»Dieser Sammelband ist ein Beitrag zur Lagebestimmung des Geschlechterverhältnisses in der westlichen Welt zu Beginn des neuen Jahrtausends. Er soll Missstände ebenso aufzeigen wie Absurditäten und gesellschaftliche Schieflagen. [Er] versammelt 85 Beiträge von prominenten Frauen « (und einen von Lilo Wanders) »aus Kultur, Kunst, Politik, Wirtschaft, Wissenschaft und Sport. Anekdotisch und gut gelaunt bis launisch schildern sie ihre ganz persönliche Einstellung zum Ist-Zustand des Patriarchats. Mal ernst, mal ironisierend, mal provokativ präsentieren die Autorinnen ihre originellen wie gänzlich verschiedenen Beiträge. «
Diesem Anspruch wird das Werk gerecht. Dabei reichen die Beiträge von einer 'netten' Geschichte der Nachrichtensprecherin Dagmar Berghoff über einen typisch offen schockierenden, makabren und zynischen Beitrag von Sibylle Berg bis hin zu kurzen, sehr subjektiven Berichten von Ursula Engelen-Kefer und Charlotte Knobloch. Die zahlreichen Texte und die unterschiedlichen optischen Beiträge sind skurril, intellektuell, ketzerisch, politisch, ironisch, persönlich. Sie zeigen vielfältige Sichtweisen, geben Anstöße oder regen zum Nachdenken an.
Sabine Leutheusser-Schnarrenberger meint beispielsweise, »von einer formalen, einer Gleichberechtigung de jure kann durchaus gesprochen werden - von einer Gleichberechtigung de facto sind wir aber noch weit entfernt.« Das oft zitierte Patriarchat wird hart hinterleuchtet oder dessen Existenz in unserer heutigen Gesellschaft sogar in Frage gestellt. Susanne Kronzucker stellt ein weibliches Privileg mit einem Augenzwinkern in den Vordergrund: »Ich möchte weder ledig noch kinderlos, nicht alleinerziehend sein und auch nicht Vollzeit arbeiten.« Christiane zu Salm benennt einen weiteren Vorteil: »Denn das Schönste am Frausein in Führungspositionen ist und bleibt für mich: das Unterschätztwerden.

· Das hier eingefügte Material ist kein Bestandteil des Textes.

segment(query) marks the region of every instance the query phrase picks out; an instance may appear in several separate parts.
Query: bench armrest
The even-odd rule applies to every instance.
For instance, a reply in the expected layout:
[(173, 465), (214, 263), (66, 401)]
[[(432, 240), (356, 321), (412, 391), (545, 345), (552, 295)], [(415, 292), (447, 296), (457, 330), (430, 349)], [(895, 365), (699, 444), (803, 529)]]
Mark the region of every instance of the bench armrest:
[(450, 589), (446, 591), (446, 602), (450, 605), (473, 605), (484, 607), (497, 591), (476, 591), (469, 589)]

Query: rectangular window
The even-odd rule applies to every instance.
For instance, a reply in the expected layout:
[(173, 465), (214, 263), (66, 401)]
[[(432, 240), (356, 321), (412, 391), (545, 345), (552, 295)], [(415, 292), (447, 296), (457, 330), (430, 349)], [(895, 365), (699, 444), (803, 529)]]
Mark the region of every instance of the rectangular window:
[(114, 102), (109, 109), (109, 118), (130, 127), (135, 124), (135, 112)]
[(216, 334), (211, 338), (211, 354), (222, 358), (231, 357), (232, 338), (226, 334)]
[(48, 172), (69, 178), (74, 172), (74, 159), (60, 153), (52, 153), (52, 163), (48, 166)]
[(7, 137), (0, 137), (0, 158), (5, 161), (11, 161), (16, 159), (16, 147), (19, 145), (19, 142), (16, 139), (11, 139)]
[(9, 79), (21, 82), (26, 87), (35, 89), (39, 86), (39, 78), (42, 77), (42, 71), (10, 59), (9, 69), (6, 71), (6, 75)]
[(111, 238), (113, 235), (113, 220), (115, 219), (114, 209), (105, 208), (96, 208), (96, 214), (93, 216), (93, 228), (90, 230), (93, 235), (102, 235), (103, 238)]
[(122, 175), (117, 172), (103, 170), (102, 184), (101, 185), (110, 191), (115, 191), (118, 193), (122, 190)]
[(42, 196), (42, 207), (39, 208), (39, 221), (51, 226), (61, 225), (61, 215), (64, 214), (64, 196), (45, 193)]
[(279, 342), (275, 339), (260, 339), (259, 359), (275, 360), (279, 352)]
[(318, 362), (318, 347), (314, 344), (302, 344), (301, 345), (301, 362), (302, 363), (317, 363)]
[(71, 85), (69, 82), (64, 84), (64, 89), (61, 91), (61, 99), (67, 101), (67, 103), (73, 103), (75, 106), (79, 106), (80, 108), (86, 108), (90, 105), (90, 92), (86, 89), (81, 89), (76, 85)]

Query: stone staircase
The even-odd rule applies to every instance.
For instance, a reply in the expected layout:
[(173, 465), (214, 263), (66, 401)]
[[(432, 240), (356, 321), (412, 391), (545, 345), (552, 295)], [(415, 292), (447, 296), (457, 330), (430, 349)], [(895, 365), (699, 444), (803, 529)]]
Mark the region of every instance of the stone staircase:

Die Geschäfte laufen so einfach besser.«
Insgesamt stellen die vielstimmigen Beiträge eine breit gefächerte Bestandsaufnahme zur Geschlechterdifferenz aus verschiedenen Blickwinkeln und Erfahrungshorizonten dar. Leider werden manche aktuellen Problemfelder wie der 'körperliche Normierungswahn' (nach Claudia Roth) oder Veränderungen in den Einstellungen der Jugendlichen, die Ute Frevert anspricht (»Die jüngste Männerstudie der katholischen und protestantischen Kirchen weist aus, dass das Bild des 'modernen', partnerschaftlich denkenden Mannes gerade unter den ganz jungen Männern immer weniger Beifall findet. Nur 13 Prozent der unter Neunzehnjährigen können sich dafür erwärmen.«), nur angerissen. Die 'Frauen in Führungspositionen' zeigen oft nur einen recht elitären (Karriere-)Blick aus gehobener Position auf unsere Gesellschaft, dem die Ein-Sichten 'von unten' größtenteils fehlen.